This past Saturday, Fortnite did the unthinkable when the iconic map’s central volcano erupted and destroyed fan favorite drop zone Tilted Towers, but this long-awaited disaster event actually speaks volumes about developer Epic Games beneath all the fanfare. Epic is stuck between a rock and a hard place when it comes to pleasing both casual and hardcore players right now, and the incredibly high pressure to keep the free-to-play title flush with new content has left the developers playing an eternal game of catch-up since the game’s launch a year ago.

Though it may feel like it when developers get it just right, video games aren’t magic. Every piece of drip-fed content that’s come to prominence with the emergence of game as a service, every controversial balance change and bombastic single-player campaign is brought to players through countless hours of developer labor. As games continue to grow larger and more ambitious, developers like Epic have come under fire for over-exploiting their employees in order to meet deadlines and player demand. This practice is known as crunch, and the problem has grown right alongside the industry to a scale so massive that the outside world is finally taking notice.

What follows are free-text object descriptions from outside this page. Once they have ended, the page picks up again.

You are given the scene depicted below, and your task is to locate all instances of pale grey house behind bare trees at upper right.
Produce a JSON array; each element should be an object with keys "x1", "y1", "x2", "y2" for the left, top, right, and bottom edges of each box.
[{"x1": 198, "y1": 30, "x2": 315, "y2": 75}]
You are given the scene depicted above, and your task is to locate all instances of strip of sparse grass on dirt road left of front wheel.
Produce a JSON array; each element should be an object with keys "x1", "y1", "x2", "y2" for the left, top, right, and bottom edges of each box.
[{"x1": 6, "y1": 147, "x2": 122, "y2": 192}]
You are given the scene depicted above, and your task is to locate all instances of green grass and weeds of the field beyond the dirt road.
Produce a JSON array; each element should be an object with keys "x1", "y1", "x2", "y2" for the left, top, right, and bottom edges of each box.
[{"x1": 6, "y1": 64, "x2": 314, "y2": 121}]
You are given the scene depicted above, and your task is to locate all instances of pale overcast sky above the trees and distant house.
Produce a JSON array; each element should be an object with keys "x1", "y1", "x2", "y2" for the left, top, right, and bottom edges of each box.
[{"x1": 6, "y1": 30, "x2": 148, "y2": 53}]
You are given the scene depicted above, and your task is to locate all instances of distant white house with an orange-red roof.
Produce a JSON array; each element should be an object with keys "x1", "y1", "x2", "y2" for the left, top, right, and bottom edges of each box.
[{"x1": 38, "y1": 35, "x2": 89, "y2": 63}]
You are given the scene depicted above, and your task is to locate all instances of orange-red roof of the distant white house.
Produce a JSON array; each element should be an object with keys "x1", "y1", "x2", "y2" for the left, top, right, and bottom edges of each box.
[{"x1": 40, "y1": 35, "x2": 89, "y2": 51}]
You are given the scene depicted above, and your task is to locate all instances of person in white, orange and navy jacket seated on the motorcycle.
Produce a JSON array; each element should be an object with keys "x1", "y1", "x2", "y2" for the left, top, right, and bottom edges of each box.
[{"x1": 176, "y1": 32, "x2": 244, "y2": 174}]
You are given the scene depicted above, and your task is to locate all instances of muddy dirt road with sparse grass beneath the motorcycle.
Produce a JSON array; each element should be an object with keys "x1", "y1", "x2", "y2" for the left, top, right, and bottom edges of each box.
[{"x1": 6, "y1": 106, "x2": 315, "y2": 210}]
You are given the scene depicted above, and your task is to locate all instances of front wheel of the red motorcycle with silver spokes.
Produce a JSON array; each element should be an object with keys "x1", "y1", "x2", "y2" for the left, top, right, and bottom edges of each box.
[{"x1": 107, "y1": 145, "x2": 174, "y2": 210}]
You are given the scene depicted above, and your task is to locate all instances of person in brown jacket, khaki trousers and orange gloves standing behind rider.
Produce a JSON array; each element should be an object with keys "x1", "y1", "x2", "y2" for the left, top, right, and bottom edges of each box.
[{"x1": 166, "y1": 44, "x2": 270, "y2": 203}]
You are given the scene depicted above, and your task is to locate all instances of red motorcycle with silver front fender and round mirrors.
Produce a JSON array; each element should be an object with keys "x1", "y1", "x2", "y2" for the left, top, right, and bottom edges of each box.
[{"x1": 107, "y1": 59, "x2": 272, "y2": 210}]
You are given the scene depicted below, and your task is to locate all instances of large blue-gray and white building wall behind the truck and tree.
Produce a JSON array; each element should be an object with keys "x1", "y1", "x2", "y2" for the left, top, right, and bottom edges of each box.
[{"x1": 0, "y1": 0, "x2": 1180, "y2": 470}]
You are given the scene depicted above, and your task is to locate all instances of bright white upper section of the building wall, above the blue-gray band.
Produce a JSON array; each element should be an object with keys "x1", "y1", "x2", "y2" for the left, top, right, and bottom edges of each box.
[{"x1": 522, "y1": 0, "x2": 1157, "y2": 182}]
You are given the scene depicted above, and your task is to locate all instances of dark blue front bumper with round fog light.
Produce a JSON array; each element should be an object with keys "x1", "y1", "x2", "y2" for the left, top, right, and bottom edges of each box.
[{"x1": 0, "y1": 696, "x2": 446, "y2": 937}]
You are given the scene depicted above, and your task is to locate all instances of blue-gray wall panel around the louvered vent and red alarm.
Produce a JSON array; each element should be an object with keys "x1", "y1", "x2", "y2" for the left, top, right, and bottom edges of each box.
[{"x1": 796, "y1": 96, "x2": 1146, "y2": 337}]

Since making modern games requires a lot of specialized labor from up to hundreds of developers to produce content that stands up to rising player expectations, it’s little surprise that Epic has been discovered to be one of the worst crunch offenders since Fortnite first shot to success. However, anyone who thinks things will be changing at Epic since it was called out for obligating employees to work insane hours on a cartoony battle royale game can keep dreaming, and Fortnite’s most recent map-altering event all but confirms this. Crafted over preposterously short amounts of time compared to elements of traditional games and deliberately popularized in order to spur maximum player engagement and spending, Fortnite’s stream of significant updates isn’t slowing down anytime soon, regardless of the human cost behind it.

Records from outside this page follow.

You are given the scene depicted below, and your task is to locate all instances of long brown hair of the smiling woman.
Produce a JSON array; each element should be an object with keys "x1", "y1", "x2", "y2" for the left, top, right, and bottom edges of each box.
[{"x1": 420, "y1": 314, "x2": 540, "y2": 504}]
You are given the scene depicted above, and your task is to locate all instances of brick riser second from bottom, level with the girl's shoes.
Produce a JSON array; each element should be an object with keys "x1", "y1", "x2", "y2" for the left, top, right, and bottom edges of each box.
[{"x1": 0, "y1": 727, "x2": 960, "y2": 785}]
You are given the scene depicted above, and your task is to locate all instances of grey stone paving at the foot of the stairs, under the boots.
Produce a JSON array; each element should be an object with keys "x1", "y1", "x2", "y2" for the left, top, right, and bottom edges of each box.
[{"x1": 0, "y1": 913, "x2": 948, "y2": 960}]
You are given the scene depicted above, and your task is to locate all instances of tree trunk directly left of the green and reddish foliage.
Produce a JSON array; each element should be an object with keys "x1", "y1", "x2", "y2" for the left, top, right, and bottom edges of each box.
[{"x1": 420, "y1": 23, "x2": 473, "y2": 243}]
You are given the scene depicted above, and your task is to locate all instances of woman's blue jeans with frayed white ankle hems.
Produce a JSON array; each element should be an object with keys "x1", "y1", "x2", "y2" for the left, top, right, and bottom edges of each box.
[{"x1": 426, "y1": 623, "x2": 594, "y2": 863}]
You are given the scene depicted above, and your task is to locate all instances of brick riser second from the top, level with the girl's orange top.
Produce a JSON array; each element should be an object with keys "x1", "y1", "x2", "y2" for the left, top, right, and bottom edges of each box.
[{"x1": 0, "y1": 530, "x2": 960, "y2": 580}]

And Epic isn’t alone in relying on exploitative crunch to meet perceived player demand, as it’s an industry-wide problem that developers like Anthem’s Bioware and Mortal Kombat’s NetherRealm Studios also embody. In fact, it’s growing increasingly clear that crunch isn’t anything new at all within the industry. Rather than having suddenly sprung up as video game production’s grown more costly and risky, alongside the advent of always-online titles like Fortnite, this managerial abuse of power appears endemically baked into the way games have been made over a much longer period of time. Having come to a head as large publishers and developers rake in billions of dollars of revenue in a gaming market that’s finally gone mainstream, it’s only now that a budding workers’ rights movement and internal whistleblowers have slowly brought crunch to light.

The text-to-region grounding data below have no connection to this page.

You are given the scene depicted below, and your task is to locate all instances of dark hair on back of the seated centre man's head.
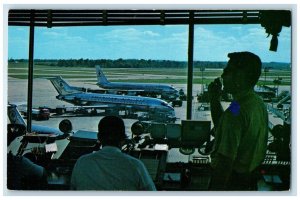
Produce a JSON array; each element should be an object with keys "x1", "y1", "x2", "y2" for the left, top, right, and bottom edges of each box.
[{"x1": 98, "y1": 116, "x2": 127, "y2": 146}]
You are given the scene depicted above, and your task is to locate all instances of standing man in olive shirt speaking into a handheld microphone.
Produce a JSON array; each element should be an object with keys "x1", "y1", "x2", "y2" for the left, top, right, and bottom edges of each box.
[{"x1": 208, "y1": 52, "x2": 268, "y2": 190}]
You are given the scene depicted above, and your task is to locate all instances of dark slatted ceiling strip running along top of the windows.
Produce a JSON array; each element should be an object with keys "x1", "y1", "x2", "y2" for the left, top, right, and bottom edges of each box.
[{"x1": 8, "y1": 9, "x2": 261, "y2": 28}]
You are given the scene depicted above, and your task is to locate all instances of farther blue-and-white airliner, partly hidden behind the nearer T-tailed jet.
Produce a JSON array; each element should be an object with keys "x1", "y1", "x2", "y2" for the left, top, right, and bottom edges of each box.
[{"x1": 96, "y1": 65, "x2": 179, "y2": 101}]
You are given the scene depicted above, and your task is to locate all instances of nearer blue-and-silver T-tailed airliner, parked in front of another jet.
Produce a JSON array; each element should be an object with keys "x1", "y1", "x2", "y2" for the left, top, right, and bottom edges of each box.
[{"x1": 49, "y1": 77, "x2": 176, "y2": 121}]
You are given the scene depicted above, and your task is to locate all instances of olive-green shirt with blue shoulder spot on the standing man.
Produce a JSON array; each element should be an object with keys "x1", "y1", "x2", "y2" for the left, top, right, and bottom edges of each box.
[{"x1": 211, "y1": 91, "x2": 268, "y2": 173}]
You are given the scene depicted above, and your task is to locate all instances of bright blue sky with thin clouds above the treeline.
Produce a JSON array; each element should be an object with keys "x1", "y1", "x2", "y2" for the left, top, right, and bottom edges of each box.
[{"x1": 7, "y1": 25, "x2": 291, "y2": 63}]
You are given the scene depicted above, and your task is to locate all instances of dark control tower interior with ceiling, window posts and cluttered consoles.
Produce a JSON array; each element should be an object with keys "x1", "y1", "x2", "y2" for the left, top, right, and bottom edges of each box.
[{"x1": 7, "y1": 9, "x2": 292, "y2": 191}]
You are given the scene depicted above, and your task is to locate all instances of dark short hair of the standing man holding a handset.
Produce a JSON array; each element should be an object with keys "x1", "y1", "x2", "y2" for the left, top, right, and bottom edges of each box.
[{"x1": 228, "y1": 51, "x2": 262, "y2": 87}]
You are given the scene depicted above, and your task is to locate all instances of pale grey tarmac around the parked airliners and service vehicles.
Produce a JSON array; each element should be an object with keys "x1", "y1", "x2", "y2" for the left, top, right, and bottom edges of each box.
[{"x1": 7, "y1": 77, "x2": 287, "y2": 162}]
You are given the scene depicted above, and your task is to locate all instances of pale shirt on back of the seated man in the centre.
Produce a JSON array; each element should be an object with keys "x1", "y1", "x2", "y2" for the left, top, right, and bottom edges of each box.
[{"x1": 71, "y1": 146, "x2": 156, "y2": 191}]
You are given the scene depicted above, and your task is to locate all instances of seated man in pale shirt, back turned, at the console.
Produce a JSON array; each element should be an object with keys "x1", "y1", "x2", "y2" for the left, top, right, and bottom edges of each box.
[{"x1": 71, "y1": 116, "x2": 156, "y2": 191}]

In spite of public opinion turning on the practice, Epic is terraforming Fortnite’s map, NetherRealm’s working away on season pass content, and Bioware may give up on Anthem to start the cycle of crunch all over again for the next Dragon Age. It’s hard to tell what will spell the end of crunch, whether it be through industry reform from within or governmental regulation from without. However it happens, history points to the days of worker exploitation in the gaming industry being finitely numbered, and it can only be hoped that when the bottom falls out that publishers and development studios don’t push the consequences onto consumers.